Web lists-archives.com

[GIT pull] perf fixes for 4.11




Linus,

please pull the latest perf-urgent-for-linus git tree from:

   git://git.kernel.org/pub/scm/linux/kernel/git/tip/tip.git perf-urgent-for-linus

A set of perf related fixes:

 - Fix a CR4.PCE propagation issue caused by usage of mm instead of
   active_mm and therefore propagated the wrong value.

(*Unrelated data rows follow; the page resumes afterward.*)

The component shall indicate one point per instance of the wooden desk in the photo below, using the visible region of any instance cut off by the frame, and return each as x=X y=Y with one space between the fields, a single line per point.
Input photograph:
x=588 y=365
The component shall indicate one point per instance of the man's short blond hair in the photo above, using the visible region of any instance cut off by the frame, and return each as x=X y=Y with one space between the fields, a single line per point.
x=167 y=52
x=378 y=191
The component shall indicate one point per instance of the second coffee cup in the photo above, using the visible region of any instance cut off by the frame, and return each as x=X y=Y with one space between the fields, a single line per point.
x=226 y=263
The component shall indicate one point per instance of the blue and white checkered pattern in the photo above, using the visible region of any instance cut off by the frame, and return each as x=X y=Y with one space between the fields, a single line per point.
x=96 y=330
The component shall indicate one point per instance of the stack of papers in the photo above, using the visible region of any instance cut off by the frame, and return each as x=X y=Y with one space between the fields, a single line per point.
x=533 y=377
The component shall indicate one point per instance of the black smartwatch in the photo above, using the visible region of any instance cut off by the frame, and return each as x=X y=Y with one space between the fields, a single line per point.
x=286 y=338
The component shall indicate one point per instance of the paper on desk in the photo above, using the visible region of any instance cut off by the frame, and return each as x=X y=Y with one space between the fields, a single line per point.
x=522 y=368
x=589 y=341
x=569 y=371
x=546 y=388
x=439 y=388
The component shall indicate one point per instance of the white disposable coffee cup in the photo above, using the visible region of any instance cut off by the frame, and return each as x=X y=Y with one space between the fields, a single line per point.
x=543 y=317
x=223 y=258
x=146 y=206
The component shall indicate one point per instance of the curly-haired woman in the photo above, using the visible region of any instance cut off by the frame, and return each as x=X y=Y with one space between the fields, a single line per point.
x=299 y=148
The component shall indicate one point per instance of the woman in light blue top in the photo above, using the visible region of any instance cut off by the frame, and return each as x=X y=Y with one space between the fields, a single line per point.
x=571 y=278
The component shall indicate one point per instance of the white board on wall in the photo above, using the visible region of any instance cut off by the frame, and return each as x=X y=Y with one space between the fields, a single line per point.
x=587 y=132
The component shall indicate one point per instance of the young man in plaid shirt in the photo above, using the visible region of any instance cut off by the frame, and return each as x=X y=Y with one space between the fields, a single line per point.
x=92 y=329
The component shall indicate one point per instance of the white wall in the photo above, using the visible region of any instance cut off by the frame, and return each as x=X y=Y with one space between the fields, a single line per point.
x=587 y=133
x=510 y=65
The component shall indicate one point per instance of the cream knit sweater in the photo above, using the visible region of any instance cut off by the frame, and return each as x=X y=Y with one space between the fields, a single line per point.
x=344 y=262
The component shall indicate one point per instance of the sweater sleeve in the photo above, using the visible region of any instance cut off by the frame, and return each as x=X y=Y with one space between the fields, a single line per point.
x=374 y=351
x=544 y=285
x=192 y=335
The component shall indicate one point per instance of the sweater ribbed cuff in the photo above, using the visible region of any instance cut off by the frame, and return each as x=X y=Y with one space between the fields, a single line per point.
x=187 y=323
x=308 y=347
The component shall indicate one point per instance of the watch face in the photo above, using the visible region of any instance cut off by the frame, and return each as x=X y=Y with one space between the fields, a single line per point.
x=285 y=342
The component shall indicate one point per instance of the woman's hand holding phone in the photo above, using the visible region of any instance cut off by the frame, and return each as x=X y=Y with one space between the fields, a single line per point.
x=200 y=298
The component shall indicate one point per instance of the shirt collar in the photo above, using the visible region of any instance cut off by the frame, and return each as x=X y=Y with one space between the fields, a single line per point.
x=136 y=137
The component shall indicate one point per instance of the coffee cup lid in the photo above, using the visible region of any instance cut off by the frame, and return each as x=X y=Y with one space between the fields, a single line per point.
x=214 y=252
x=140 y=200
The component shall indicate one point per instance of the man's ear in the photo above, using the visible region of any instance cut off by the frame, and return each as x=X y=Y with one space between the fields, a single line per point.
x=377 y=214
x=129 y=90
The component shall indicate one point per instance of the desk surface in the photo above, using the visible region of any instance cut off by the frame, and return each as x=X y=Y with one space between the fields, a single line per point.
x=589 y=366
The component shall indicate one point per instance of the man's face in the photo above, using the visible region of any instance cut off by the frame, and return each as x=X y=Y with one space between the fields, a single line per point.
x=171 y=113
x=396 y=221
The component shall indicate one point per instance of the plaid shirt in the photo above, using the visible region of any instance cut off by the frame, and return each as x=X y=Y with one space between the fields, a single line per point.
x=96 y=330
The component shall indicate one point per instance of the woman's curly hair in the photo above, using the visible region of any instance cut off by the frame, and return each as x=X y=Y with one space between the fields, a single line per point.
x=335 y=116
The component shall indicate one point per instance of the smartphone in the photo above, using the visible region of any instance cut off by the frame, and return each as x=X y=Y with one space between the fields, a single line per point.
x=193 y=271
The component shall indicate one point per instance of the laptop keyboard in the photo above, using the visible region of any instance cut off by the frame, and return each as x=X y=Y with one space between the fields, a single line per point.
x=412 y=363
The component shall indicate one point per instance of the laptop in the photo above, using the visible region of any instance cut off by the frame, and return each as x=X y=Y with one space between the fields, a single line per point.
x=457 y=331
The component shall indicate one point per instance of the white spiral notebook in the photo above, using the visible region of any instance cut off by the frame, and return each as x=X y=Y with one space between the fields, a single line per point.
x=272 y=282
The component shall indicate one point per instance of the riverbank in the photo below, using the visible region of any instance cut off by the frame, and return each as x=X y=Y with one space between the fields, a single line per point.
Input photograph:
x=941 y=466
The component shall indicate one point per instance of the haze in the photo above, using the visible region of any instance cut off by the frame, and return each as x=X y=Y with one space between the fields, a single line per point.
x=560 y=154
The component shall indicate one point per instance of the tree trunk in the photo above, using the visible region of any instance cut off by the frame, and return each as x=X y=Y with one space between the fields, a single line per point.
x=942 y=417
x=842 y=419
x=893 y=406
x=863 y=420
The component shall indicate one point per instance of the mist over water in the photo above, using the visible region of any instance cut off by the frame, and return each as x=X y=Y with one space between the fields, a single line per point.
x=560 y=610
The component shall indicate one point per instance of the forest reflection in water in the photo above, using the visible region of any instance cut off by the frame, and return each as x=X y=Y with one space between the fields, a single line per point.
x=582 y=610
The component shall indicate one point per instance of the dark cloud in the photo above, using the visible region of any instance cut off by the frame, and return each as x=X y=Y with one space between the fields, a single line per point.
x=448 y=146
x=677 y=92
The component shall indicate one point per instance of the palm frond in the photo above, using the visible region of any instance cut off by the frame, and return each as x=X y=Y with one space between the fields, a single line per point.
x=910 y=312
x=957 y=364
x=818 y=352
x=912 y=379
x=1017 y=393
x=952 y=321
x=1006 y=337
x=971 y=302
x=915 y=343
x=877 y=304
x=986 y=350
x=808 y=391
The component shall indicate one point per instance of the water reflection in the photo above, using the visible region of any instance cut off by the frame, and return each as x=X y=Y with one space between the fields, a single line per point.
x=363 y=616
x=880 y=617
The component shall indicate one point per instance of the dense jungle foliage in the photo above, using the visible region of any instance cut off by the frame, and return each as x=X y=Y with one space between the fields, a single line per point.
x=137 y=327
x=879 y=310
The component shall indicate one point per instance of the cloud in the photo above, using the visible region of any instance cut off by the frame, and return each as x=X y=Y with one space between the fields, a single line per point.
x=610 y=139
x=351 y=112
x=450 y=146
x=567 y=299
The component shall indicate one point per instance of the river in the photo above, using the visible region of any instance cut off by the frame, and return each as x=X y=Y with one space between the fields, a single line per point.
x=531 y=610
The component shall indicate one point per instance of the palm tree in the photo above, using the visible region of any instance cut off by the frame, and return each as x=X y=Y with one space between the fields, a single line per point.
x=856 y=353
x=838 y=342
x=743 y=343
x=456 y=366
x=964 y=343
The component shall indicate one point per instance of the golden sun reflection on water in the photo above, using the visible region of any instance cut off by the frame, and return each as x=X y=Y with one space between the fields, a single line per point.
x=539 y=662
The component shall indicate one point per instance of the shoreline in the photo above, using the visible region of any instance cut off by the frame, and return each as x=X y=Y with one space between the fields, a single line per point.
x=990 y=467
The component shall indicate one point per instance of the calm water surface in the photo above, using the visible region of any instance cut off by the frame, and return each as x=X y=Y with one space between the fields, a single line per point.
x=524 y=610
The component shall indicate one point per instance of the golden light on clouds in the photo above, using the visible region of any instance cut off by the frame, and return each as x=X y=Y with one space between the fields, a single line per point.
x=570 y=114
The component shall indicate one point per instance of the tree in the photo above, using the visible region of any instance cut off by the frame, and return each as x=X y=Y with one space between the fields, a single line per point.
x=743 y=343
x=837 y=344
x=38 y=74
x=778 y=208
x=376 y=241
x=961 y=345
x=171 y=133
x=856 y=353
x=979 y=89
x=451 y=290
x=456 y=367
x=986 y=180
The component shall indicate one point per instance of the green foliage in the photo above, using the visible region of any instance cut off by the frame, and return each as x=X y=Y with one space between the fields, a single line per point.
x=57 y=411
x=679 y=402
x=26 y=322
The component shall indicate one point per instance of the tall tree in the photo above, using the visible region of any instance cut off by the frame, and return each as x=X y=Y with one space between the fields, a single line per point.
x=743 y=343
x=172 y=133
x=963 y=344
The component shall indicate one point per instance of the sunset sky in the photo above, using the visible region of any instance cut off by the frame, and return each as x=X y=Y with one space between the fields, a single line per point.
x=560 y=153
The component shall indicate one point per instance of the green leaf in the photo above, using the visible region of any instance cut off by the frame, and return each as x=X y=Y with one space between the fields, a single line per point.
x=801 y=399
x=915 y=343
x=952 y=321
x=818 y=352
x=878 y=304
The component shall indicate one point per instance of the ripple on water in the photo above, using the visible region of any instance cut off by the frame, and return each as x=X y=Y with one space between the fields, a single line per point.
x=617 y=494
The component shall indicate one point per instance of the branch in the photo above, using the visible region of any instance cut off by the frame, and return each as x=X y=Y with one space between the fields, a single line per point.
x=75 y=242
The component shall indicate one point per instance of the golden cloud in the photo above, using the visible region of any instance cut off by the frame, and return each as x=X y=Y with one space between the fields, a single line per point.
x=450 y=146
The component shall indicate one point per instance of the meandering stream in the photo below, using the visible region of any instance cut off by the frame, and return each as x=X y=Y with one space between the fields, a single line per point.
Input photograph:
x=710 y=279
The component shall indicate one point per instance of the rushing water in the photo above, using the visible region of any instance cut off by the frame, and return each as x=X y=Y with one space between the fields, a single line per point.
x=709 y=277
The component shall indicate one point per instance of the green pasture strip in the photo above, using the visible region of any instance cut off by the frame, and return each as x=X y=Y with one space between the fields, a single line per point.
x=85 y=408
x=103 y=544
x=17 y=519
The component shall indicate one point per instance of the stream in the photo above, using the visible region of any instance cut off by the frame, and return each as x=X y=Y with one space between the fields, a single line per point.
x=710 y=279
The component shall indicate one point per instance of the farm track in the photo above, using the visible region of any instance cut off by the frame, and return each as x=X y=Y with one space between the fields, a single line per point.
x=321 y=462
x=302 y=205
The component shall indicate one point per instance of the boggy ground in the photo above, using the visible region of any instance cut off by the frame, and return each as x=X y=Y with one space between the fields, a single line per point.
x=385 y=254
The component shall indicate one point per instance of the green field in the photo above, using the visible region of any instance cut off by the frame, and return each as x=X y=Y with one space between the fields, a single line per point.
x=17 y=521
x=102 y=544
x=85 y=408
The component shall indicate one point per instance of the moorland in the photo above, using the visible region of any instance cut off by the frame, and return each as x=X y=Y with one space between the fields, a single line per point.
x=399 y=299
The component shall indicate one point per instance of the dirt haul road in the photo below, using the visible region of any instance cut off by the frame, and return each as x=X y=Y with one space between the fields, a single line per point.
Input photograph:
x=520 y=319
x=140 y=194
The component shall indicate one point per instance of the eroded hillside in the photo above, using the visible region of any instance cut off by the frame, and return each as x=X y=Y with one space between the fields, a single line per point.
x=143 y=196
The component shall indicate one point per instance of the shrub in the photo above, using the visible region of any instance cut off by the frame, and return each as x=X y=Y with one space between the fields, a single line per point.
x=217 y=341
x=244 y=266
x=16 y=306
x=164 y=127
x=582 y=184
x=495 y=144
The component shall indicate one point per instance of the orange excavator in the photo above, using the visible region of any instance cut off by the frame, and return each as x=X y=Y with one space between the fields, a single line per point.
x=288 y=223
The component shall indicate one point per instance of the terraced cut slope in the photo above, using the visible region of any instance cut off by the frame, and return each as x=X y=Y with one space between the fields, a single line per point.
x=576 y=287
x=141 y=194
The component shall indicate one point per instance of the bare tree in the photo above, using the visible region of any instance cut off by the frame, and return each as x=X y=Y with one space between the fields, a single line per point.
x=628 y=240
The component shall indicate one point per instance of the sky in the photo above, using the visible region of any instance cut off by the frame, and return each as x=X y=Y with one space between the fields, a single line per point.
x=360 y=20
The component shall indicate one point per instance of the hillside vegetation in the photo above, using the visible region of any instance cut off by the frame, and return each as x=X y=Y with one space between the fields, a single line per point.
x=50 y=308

 - Perf core fixes, which plug a use-after-free issue and make the event
   inheritance on fork more robust.

 - A tooling fix for symbol handling

Thanks,

	tglx

------------------>
Andy Lutomirski (2):
      x86/perf: Fix CR4.PCE propagation to use active_mm instead of mm
      x86/perf: Clarify why x86_pmu_event_mapped() isn't racy

Daniel Borkmann (1):
      perf symbols: Fix symbols__fixup_end heuristic for corner cases

Peter Zijlstra (4):
      perf/core: Fix use-after-free in perf_release()
      perf/core: Fix event inheritance on fork()
      perf/core: Simplify perf_event_free_task()
      perf/core: Better explain the inherit magic


 arch/x86/events/core.c   | 16 ++++++++++--
 kernel/events/core.c     | 64 ++++++++++++++++++++++++++++++++++++------------
 tools/perf/util/symbol.c |  2 +-
 3 files changed, 63 insertions(+), 19 deletions(-)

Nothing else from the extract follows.